These are key points from the course I took recently on Build great solutions with the Microsoft Azure Well-Architected Framework. I think these points are applicable no matter which cloud provider you use. This will be a 5-part series on cost, operations, performance, reliability and security considerations in architecturing cloud applications.

Here are the links to the other parts:

This is Part 3: Performance and below are the key points to ensure your cloud architecture is performing at its best thus providing users with the best experience.

Use scaling up and scaling out in your architecture

Scaling resources allows your application to meet demands in times of increased load and provides you cost savings during off peak times. Scaling in the cloud is usually easier than scaling on-premises and this is one of those main reasons of moving into the cloud.

Scaling up or down

  • When scaling resources for a single instance of a service, such as a virtual machine, you scale up or down

  • You increase or decrease the number of resources in a service, such as the cpu capacity, memory capacity, or storage capacity

  • Example of a cloud service that can be scaled up or down would be a virtual machine, a database service (to increase/decrease database transaction units for example), or an application service.

Scaling out or in

  • With scaling out and in, the number of instances are adjusted

  • In the infrastructure layer, you can increase and decrease the number of VM instances

  • In a database, you can employ a sharding technique that splits a large database into multiple smaller database and deployed across multiple servers

  • In an application service, if setup in an application farm, you can increase and decrease the number of VMs in the farm.

Autoscaling

If available, autoscaling allows you to scale your services automatically based on specific metrics like CPU utilization or queue length or schedule.

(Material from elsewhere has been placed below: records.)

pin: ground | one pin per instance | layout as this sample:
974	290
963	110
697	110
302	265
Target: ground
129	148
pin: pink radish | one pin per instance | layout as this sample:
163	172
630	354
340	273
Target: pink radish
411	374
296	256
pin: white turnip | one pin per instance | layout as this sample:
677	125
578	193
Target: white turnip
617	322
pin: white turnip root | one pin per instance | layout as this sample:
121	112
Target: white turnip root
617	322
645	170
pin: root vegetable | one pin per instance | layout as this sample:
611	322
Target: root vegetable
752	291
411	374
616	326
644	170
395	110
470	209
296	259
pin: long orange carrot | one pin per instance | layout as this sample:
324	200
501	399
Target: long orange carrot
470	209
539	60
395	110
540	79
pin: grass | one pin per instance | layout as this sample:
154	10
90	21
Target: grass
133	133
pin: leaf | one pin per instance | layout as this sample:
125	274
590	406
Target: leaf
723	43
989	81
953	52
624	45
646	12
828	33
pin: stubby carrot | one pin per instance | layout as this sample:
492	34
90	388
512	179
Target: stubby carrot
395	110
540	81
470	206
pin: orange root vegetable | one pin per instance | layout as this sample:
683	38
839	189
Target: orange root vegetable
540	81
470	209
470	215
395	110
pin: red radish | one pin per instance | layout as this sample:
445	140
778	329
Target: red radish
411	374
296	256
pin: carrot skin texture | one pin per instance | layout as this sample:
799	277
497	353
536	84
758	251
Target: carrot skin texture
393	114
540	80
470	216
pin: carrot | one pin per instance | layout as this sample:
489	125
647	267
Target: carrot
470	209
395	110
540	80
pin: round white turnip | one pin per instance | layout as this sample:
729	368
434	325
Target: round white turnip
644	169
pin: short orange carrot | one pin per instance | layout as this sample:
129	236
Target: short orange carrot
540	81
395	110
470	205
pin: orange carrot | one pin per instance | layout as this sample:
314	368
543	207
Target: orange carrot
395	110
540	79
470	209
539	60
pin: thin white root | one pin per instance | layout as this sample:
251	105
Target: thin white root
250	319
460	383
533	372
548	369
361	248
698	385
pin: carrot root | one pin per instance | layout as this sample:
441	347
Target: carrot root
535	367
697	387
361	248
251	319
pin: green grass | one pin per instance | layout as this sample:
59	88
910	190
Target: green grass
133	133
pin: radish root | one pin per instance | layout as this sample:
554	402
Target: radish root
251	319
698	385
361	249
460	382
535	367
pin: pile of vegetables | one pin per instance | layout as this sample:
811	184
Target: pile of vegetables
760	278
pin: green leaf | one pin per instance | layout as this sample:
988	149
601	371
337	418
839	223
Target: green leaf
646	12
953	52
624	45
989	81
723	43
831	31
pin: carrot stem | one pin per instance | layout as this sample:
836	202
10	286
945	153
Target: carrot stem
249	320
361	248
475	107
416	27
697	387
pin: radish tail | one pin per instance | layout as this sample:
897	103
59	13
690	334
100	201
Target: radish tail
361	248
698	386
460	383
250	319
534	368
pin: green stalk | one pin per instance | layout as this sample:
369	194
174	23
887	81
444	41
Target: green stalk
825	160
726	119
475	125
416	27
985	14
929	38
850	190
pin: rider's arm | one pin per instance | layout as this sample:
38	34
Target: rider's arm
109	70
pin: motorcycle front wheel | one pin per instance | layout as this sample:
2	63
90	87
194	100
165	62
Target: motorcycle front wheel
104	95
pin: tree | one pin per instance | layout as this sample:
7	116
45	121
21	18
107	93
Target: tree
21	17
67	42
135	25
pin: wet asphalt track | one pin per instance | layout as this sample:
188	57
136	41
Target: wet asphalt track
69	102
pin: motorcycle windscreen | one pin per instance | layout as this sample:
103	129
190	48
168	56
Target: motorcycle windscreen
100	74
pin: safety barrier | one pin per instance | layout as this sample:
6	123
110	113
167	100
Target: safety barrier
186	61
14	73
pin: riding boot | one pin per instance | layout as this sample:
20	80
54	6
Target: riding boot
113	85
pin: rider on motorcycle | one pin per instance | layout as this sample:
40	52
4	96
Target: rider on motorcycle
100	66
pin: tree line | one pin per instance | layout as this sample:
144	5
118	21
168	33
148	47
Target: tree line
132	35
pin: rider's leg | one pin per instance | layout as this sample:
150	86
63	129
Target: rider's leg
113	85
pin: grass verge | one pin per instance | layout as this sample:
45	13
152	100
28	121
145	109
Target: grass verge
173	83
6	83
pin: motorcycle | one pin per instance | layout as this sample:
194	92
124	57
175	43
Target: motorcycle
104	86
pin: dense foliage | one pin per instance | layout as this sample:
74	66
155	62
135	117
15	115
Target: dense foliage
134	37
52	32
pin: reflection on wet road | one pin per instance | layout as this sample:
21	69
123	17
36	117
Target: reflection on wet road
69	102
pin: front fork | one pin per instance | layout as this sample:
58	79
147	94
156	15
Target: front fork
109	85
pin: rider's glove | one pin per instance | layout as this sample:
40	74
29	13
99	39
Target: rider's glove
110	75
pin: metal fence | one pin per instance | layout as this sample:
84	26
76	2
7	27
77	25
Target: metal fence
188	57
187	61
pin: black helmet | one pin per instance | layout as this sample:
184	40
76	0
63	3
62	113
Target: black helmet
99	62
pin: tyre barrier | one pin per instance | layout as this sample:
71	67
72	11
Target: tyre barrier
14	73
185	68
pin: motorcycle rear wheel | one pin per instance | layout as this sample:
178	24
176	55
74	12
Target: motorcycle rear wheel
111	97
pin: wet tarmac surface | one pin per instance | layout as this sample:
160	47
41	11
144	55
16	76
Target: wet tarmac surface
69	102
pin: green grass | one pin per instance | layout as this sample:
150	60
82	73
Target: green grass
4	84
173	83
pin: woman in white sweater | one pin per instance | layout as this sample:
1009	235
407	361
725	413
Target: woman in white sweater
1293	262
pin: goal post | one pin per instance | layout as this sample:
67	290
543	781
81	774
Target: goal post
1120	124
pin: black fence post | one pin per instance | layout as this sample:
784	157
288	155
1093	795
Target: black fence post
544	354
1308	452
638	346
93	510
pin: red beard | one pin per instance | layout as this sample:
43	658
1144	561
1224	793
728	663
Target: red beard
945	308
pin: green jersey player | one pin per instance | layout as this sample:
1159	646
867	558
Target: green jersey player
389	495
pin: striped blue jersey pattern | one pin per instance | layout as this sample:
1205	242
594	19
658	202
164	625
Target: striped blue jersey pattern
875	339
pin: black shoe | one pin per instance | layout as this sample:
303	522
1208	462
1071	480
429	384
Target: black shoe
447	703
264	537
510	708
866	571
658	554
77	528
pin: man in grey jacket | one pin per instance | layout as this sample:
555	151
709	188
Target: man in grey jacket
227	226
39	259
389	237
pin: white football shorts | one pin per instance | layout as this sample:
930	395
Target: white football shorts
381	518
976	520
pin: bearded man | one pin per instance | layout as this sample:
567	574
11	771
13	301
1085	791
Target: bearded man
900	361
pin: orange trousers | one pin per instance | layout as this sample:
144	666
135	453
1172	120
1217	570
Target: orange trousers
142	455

Considerations when scaling

  • Startup time of your application can impact how quickly your application can scale

    • You might want to add a lead time when scaling

  • How your application handles state

    • If an instance is removed the state stored there is lost

    • If an instance is added the state from another instance does not have its state

    • Best to externalize the state to another service such as Redis or a database

Throttling

  • Sometimes the load on an application is caused by the number of active or concurrent users and the activities being performed

  • Throttling limits the number of requests from a source and this is one way to prevent the application from breaking

  • Used most frequently in applications that expose API endpoints

Serverless

  • Serverless computing provides a cloud-hosted execution environment that runs your apps/code, but completely abstracts the underlying environment

  • You configure your serverless apps to respond to events

  • Infrastructure isn’t your responsibility

  • Scaling and performance are handled automatically

  • Example of serverless computing is the Azure Functions/AWS Lambda/GCP Cloud Functions

Containers

  • A container is a method of running applications in a virtualized environment at the OS level

  • Containers are lightweight and well suited to scale-out scenarios

  • They’re designed to be created, scaled out, and stopped dynamically as your environment and demands change

  • With containers, you don’t necessarily need to separate VMs for separate workloads

  • Some services that ease the management and scaling of containers

    • Kubernetes Service

    • Cloud specific container management service

Optimize network performance

Network latency

  • Network latency is the time that it takes for data to travel between a source to a destination across a network

  • To improve network performance, we must strive to reduce network latency

Latency between cloud resources

  • Create read-replica of databases in different regions

  • Sync your data between regions

  • Use a globally distributed database

  • Use a caching technology such as Redis

Latency between users and cloud resources

  • Use a DNS load balancer for endpoint path optimization

    • Can distribute traffic within and across regions

    • Can route users based on a set of criteria:

      • Priority
      • Weighted
      • Performance (based on network latency)
      • Geographic

  • Use a CDN to cache content close to users

    • Using a content delivery network (CDN) can deliver static content such as website pages or image and video assets to users faster

    • You can use CDN to host cached dynamic content but you will need to manage content expiration by setting a time to live (TTL)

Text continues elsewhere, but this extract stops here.